Hand craft your communications to these high value targets. You can use a template email as a starting place, but plan on customizing it based on the interesting data you have found out about the linking page. Be patient; these links can provide extremely high value to your site. Getting just a few can have a big impact.
Take the pages that were not on the high value targets list, and repeat the process above. However, since they are lower value links, you can have this be a bit more of a cookie cutter-type process, and you can use a lower cost person to do the research.
As with the high value targets, you will want to send an email to these lower value targets. You should also customize these because letters that do not have customization in them come across as SPAM. You have done the research, and you should make sure it shows. However, you can perform less customization than you do on the high value targets.

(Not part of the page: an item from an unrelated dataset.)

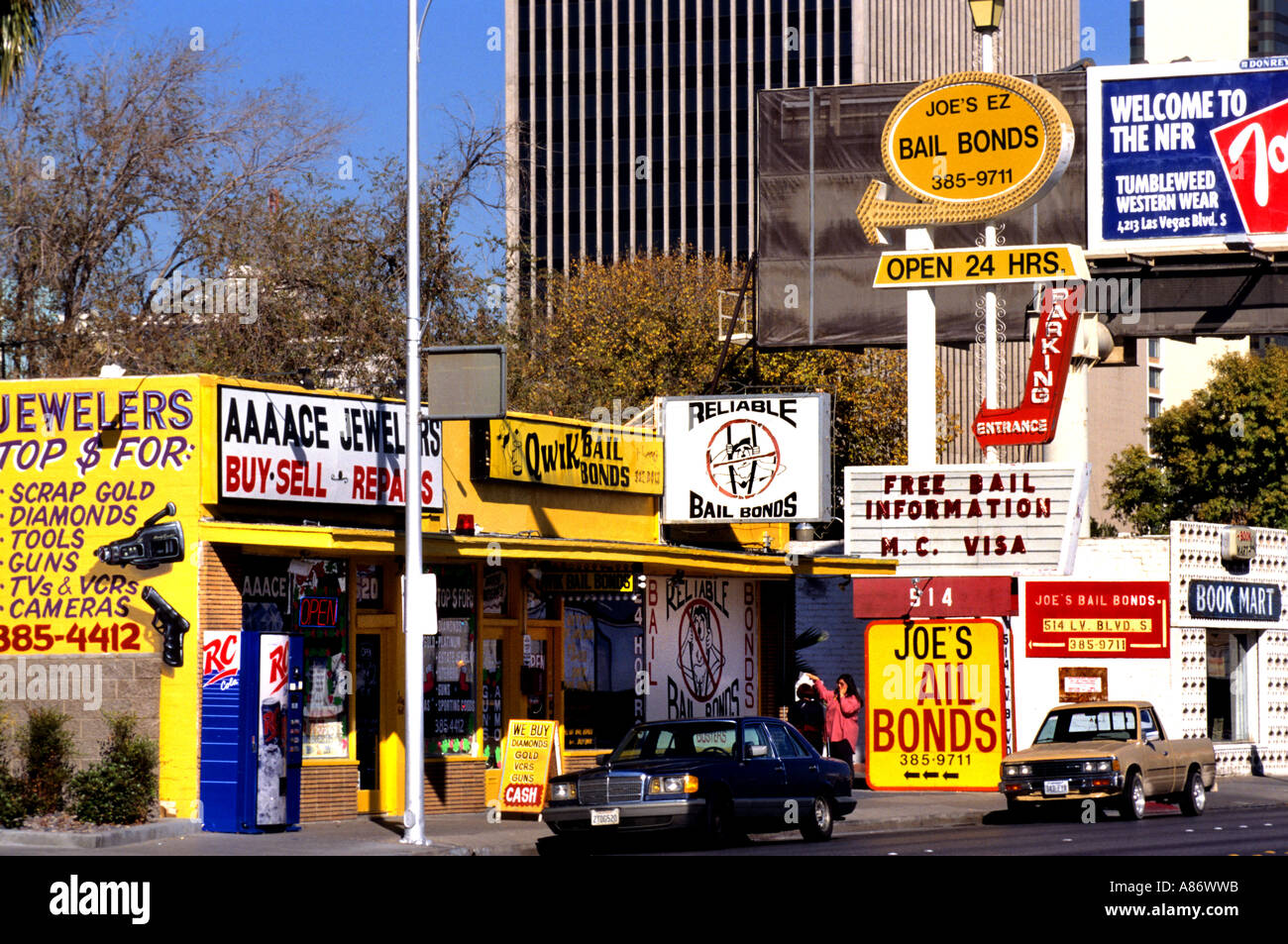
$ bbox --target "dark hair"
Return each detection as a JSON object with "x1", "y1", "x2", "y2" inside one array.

Make sure that all communications you send out come from a real person, with an email address from your real domain. Include real contact information for the person to respond to, provide a simple unsubscribe method, honor all unsubscription requests, and comply with any and all parts of the CAN SPAM Act. You do not want the trouble that can result from failing to follow those guidelines.
Crafting the email
As a final note, let’s talk about crafting the email itself. First and foremost, you must remember that your email is an intrusion upon the recipient. The first thing you need to have in mind is a simple respect for their time. The bottom line of this point is to be very concise in your communication. Make your pitch in 4 paragraphs (16 sentences) or less.
While you want it to show that you have been to their site and that your email is thoughtful, stay away from the obvious BS (such as pandering to their ego). Just get to the point: “I saw your site at www.theirdomain.com, and saw that you link to sites similar to ours (such as www.dangerous-competitor.com) and thought you might be interested in offering our site as a resource to your visitors.”
If you can cite some quality references to your site, such as a major media site that wrote about it, or a major university that links to it, do so. Building credibility in this way helps the reader understand if they can trust you, so help them out with this.
Provide them with the location on your site which is the most relevant page for them to link to. Yes, you can suggest some anchor text by providing a link. It can help them if you do this.
That’s about it. One big, big don’t: Don’t include anything along the lines of “This is not SPAM …” Even if you are complying with all requirements of the CAN SPAM Act, putting this statement in there is simply offensive. Just make sure you comply with the guidelines and don’t waste any of the recipient’s time with meaningless statements.
In addition, don’t let a team of people in India do the emailing work for you. While there are many exceptional resources available in India, they don’t know what you are really trying to do, or about your business, or the subtleties of a successful pitch strategy. It’s not that they are not smart – they simply don’t live in our culture.